Posting to RDA-L
Diane I. Hillmann wrote:
I think what this discussion points out is a gap in how we think about who contributes to data and how it is created. In libraries we have this fantasy that catalogers are ‘objective’ and that’s what we’re trying to do when catalogers create data–provide one-size-fits-all, all-purpose objective data. The problem is that isn’t necessarily what our users want, we just think that’s it and go on serving it out (no matter that it’s not objectivity we were aiming for, but consistency). And the issue of costs keeps coming up to justify why we can’t do anything different from what we’ve always done.
I believe the matter is actually a matter of adhering to *standards* and considering whether adhering to genuine standards is important for libraries or not. The idea of standards is one that the business world understands far better than the library world. Every single day in the business world, they work within real, genuine standards that everybody *absolutely must* follow, whether they happen to agree with them or not, because if you decide not to follow those standards, you may wind up in jail, sued, and the company closed down. Just imagine the number of standards followed when you do something supposedly so simple as buying a can of peas: there are standards for fertilizers, for storage, for grading, for canning, for labeling, and many other standards I do not know about. Everybody assumes much of this when you pick up that can of peas, e.g. do you care about how these peas that you are about to eat have been stored? (Yes) Do you want to know the details? (No) Do you want to be able to go about your business after you eat these peas and not wind up in an emergency room? (Yes) All this is assumed, but we do not consciously think about them since we figure that the experts behind the scenes can be trusted.

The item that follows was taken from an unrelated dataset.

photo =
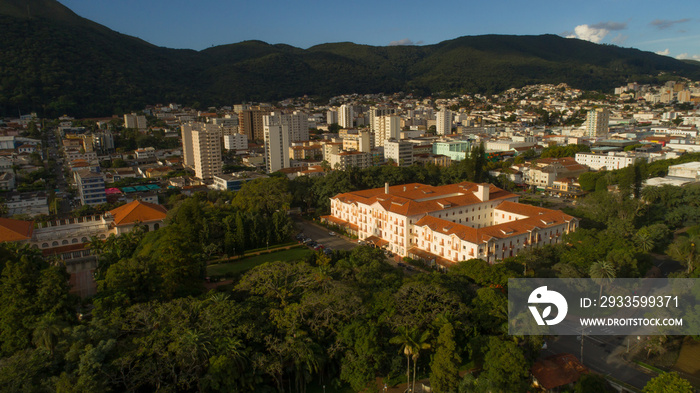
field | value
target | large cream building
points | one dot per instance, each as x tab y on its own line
447	224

None of this has much to do with “objectivity”. Even if the standards are not effected though legal means that still doesn’t let you off the hook in the business world since there are other methods of enforcement, and your products could still easily wind up effectively boycotted by every other legitimate business on the planet, and bankruptcy is inevitable.
Of course, in the library cataloging world, not following bibliographic standards can be done more or less with impunity. I personally do not think this laissez-faire aspect of our traditional library practice can be transferred into the larger world of “metadata”, which includes the business world. Business is starting to understand the importance of metadata (of the many recent articles, these are interesting, http://radar.oreilly.com/2010/07/metadata-not-e-books-can-save.html, http://www.digitalbookworld.com/2010/metadata-more-important-than-ever/, http://tinyurl.com/32ders5)
Somehow, sooner or later, real standards will be introduced that people will be forced to follow, or suffer negative consequences, just as in the regular business world.
I believe this concern is what underlies Diane’s mention of *consistency*, which is correct but has tremendous consequences the moment we take the matter of “consistency” seriously. What does “consistency” mean, and what does it entail?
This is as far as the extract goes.